Although police did not provide a timeline as to the time of death, Lack said Joseph’s body appeared to have been in the car for “an extensive period of time.”

Police had been searching for Joseph since she was last seen leaving her Syosset home on Feb. 24. At the time, she told her family she was headed to class at New York Institute of Technology in Old Westbury. The university said Joseph had not been enrolled in classes since May 2013.

According to her family and authorities, Joseph called her parents around 5 p.m. that night and told them she was studying at the college library and should be home within an hour. That was the last time her parents spoke with her, they told reporters last week.

“She was somewhat deceptive in her personal life, which made the investigation more complicated,” Lack said. He said police officers had conducted an extensive search, but gathered information that she may have fled from Long Island.

A police source said investigators received additional information last week that Joseph may have been suffering from depression.
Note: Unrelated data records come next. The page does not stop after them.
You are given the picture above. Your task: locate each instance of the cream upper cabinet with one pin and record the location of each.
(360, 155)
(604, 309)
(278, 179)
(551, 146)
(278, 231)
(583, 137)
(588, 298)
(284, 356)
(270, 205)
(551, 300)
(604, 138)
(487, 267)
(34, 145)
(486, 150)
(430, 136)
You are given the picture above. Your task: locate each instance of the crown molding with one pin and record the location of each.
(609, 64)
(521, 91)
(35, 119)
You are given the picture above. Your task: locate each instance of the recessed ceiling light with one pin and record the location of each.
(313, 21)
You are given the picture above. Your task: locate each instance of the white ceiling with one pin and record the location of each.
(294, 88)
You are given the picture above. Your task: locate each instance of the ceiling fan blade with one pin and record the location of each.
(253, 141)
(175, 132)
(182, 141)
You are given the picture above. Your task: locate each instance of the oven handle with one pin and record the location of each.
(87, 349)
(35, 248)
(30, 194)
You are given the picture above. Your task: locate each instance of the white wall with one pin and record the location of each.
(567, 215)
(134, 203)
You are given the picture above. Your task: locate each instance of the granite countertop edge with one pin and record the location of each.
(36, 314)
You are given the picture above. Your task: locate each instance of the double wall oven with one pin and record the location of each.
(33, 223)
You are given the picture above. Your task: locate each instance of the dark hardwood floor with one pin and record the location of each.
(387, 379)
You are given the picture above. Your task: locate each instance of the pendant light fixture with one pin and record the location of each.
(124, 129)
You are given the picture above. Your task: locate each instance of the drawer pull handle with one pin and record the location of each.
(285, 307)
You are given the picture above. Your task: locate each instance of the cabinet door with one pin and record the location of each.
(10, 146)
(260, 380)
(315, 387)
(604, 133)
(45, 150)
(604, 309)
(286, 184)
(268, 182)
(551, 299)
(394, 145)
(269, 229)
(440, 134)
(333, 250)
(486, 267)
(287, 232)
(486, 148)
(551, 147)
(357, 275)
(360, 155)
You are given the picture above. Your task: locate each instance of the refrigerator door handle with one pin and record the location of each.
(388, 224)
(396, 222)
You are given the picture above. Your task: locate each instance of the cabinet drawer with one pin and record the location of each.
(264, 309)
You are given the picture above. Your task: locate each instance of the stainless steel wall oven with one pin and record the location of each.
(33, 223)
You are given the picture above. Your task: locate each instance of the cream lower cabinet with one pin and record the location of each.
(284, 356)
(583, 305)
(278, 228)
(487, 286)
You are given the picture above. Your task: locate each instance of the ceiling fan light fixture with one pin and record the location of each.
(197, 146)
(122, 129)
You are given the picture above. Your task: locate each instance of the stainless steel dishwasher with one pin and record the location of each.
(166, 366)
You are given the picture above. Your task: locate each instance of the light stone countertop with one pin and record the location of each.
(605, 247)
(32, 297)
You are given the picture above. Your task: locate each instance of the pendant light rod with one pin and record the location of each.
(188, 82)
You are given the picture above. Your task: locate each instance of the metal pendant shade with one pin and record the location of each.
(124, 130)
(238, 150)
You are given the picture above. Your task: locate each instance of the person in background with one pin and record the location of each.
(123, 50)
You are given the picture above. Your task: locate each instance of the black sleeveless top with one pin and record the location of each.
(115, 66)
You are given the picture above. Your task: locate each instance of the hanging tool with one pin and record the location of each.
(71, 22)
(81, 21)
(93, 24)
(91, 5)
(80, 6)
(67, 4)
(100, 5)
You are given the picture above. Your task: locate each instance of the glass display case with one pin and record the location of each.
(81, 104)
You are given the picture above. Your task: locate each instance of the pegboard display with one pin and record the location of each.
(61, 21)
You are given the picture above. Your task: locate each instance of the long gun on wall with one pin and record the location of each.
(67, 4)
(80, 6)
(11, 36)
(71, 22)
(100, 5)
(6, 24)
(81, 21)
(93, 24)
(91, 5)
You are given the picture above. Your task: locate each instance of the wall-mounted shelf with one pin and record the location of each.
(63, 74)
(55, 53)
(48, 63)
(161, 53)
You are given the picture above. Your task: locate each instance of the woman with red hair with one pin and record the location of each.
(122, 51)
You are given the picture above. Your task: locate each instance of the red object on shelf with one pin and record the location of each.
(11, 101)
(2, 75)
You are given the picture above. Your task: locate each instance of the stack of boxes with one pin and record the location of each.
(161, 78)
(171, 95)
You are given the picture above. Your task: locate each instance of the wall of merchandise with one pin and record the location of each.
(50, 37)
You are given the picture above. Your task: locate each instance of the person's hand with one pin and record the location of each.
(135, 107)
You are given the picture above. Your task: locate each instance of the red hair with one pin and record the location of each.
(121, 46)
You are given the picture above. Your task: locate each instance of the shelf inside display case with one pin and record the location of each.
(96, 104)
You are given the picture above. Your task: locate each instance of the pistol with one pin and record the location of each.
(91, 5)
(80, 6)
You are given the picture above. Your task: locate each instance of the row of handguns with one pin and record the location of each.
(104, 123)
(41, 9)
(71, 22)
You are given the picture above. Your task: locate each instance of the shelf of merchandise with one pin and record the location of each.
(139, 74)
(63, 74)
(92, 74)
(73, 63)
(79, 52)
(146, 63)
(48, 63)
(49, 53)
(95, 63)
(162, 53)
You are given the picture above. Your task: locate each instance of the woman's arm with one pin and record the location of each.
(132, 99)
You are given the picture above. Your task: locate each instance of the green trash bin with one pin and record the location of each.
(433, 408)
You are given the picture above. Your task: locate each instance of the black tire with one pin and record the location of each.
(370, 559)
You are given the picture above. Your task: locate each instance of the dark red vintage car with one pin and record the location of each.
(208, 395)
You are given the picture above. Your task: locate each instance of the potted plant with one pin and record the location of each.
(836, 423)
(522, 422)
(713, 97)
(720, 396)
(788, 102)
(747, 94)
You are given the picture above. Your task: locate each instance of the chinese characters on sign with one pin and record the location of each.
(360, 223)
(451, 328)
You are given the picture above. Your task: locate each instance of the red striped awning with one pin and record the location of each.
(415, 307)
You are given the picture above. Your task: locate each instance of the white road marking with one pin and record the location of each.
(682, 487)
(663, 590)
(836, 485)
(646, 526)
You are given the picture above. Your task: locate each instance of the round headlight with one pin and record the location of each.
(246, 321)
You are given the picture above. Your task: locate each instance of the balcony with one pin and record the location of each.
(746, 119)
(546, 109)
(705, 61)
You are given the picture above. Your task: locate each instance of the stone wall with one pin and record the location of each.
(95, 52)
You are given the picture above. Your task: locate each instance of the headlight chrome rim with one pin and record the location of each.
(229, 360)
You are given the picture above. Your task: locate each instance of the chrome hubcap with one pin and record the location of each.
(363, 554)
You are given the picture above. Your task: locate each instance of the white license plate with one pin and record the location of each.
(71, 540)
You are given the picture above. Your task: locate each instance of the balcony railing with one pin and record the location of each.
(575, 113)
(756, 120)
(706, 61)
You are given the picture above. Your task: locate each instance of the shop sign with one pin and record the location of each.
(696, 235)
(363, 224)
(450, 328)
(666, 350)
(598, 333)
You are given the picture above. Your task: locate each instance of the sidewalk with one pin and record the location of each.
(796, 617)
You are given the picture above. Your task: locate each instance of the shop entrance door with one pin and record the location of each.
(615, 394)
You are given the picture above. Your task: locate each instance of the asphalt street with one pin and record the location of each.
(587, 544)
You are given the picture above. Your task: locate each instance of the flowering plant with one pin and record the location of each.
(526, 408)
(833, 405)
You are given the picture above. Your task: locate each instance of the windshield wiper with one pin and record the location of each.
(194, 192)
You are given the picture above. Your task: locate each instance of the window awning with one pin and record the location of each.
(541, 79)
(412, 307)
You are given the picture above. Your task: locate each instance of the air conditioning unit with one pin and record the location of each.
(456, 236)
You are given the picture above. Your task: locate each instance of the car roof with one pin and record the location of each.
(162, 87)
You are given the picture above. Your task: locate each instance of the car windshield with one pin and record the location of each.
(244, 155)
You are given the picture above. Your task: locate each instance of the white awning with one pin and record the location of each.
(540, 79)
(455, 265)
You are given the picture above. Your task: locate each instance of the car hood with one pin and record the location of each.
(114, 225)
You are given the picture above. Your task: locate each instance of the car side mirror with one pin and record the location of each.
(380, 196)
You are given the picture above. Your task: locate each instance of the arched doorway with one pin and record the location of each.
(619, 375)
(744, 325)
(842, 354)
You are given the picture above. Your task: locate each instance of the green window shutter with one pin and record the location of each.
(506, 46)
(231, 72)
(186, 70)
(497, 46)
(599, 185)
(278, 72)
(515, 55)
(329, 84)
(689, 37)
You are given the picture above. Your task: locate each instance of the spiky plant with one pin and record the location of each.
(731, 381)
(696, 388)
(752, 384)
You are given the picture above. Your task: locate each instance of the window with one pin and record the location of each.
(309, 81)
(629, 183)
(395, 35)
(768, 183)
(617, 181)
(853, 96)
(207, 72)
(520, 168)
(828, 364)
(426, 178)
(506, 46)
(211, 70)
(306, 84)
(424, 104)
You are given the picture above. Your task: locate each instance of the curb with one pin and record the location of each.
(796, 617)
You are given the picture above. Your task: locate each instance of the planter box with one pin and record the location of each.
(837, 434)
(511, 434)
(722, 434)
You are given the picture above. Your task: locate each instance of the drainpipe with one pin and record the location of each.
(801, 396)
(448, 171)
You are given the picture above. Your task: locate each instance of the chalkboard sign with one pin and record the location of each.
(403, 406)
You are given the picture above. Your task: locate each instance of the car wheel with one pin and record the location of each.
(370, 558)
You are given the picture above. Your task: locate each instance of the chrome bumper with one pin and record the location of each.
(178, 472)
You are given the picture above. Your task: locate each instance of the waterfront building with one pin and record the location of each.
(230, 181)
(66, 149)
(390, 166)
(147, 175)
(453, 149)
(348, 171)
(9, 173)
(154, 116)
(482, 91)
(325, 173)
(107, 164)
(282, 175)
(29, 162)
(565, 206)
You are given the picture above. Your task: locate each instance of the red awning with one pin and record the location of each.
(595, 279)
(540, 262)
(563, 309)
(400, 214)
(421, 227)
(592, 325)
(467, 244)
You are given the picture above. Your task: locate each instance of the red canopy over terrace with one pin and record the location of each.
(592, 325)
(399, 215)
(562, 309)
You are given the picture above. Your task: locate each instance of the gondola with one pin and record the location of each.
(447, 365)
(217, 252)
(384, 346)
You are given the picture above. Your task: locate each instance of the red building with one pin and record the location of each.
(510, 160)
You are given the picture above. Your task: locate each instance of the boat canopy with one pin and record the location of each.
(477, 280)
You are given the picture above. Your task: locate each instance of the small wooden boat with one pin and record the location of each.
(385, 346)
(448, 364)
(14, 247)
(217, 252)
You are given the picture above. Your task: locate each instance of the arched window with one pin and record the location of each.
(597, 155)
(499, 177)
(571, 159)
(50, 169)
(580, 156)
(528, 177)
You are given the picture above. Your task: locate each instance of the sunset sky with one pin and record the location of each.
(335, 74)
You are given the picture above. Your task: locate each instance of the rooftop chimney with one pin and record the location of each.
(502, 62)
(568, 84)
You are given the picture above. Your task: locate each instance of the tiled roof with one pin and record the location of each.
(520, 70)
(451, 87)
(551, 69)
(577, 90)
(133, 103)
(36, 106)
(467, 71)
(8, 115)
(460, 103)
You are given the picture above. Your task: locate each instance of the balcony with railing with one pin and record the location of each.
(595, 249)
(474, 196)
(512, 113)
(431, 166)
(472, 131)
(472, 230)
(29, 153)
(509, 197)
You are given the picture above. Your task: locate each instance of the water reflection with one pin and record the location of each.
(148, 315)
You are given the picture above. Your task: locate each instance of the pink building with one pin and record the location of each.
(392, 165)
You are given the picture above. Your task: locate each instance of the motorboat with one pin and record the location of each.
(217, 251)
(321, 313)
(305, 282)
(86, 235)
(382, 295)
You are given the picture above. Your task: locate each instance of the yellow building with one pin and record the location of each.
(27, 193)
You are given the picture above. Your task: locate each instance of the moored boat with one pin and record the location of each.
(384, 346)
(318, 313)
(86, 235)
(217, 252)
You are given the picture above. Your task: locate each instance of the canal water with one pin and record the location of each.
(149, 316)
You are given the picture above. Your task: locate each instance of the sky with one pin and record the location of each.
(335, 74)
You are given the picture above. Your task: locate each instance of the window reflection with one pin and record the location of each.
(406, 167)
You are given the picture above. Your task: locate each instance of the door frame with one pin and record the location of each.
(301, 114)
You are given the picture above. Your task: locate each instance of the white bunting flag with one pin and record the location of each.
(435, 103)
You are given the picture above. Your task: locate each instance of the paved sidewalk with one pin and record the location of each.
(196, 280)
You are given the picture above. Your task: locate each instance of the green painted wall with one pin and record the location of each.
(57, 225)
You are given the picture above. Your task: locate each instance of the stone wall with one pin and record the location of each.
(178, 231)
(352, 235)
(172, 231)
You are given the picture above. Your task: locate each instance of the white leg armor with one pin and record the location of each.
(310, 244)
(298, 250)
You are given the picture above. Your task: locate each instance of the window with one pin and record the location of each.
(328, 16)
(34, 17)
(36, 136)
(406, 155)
Lack declined to say whether she left a suicide note and, citing an ongoing investigation, would not provide any details about a possible motive.

When officers found Joseph’s vehicle early Tuesday, they called for a robot to determine whether it was safe to open the car, a police spokesman said. After opening the car, investigators found her lying down between the front and back seats of the sedan, “almost across the floor,” Lack said.

Joseph’s parents could not be reached by phone Tuesday. Her father, Sony Joseph, told WPIX-TV last week: “She was always happy…I don’t know what happened.”